The need to convert radiographs from their native DICOM format into other formats (e.g., JPEG files) prior to upload into ChatGPT-4o poses another limitation. This step may introduce minor loss of image fidelity, particularly in grayscale depth and fine detail, and does not reflect the standard workflow in clinical practice. The additional preprocessing requirement also reduces integration feasibility into PACS or radiology systems. As such, future enhancement of ChatGPT or similar LLMs as a diagnostic image adjunct should prioritize compatibility with DICOM images to allow seamless incorporation into existing diagnostic environments.
It is important to note that this study intentionally evaluated ChatGPT-4o in its native configuration to understand baseline, real-world feasibility without additional engineering, prompt chaining, structured extraction pipelines, or ensemble-LLM augmentation. Whilst the assessment of fracture localization is a strength of our study, whereby ChatGPT-4o correctly identified the fracture site in 78% of correctly classified positive cases, a noteworthy limitation encountered was ChatGPT-4o’s inability to visually label fracture sites accurately on radiographs, even when its textual output identified the correct location. The model generated “hallucinated” markings that did not correspond to the true fracture site, reflecting the known tendency of LLMs to generate plausible but inaccurate visual or descriptive outputs. This may limit its immediate utility for clinical decision support, since accurate visual annotation is critical in radiology reporting and education. Although recent preliminary work has shown that hallucinations can be reduced using structured data extraction frameworks and ensemble learning techniques [
31], these approaches were beyond the scope of the present study and may be incorporated into future development. Likewise, evaluation against other VLM architectures (e.g., Gemini 1.5 Pro and DeepSeek-VL) and multi-reader radiologist and orthopedic adjudication will be important next steps for external benchmarking and for improving generalizability. Future developments that integrate LLMs with vision-specific models or structured annotation tools may help overcome this limitation.

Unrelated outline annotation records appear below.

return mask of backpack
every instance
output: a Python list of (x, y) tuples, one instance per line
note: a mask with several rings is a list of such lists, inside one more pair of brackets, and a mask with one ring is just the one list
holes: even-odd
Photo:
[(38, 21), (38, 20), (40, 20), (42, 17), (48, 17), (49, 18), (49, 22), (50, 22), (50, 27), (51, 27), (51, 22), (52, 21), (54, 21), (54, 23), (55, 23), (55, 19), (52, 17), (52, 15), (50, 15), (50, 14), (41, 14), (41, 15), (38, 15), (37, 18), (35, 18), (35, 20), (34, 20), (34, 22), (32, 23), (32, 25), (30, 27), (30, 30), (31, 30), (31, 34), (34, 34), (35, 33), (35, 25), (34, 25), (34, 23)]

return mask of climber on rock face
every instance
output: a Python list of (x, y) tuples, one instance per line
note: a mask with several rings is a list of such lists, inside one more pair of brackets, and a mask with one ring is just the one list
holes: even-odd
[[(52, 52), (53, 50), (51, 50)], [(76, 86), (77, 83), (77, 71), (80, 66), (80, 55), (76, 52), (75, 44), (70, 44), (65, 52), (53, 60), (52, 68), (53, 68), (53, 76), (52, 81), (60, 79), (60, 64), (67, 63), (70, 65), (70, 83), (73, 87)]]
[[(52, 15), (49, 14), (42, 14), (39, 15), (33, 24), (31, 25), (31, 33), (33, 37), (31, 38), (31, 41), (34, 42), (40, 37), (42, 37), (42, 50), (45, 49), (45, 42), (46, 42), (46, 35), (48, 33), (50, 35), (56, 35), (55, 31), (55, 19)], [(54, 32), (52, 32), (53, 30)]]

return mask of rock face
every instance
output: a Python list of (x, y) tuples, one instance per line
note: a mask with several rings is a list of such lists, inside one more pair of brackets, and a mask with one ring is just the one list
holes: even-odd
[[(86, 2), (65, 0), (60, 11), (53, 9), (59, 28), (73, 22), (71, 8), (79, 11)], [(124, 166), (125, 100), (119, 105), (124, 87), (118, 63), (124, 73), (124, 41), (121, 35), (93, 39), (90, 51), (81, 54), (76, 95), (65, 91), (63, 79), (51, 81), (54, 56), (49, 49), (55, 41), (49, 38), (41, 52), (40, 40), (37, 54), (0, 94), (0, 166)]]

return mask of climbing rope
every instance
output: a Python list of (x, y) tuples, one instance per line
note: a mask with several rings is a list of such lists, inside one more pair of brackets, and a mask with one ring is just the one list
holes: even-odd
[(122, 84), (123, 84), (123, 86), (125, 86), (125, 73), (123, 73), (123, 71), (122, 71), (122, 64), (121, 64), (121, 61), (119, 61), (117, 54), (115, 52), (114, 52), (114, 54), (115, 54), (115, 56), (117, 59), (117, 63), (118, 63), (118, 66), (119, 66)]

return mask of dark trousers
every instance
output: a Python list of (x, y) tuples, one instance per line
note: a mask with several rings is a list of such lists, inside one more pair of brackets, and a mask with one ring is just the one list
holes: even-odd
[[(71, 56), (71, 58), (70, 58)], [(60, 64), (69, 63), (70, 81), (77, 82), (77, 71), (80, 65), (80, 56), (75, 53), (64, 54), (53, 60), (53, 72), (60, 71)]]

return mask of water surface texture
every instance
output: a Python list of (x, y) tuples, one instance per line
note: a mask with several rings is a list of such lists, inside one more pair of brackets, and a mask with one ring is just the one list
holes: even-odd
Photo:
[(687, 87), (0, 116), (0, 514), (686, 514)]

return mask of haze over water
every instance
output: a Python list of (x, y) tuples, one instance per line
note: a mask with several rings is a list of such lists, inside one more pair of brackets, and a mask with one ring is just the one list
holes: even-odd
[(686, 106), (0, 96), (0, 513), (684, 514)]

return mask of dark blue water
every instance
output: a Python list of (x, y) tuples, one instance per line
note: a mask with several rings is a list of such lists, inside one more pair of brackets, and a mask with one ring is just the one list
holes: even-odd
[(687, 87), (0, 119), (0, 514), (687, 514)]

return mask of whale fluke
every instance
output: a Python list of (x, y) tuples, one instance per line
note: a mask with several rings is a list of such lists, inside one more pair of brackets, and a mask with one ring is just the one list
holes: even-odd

In addition, ChatGPT-4o was evaluated here as a research prototype and not as a regulated clinical tool. Deployment into clinical workflows would require robust safeguards around privacy, safety, model version control, cybersecurity, and regulatory approvals. Future work should address these governance requirements in parallel with multi-center validation, external testing across varied populations, and standardized prompting frameworks before any consideration of point-of-care implementation.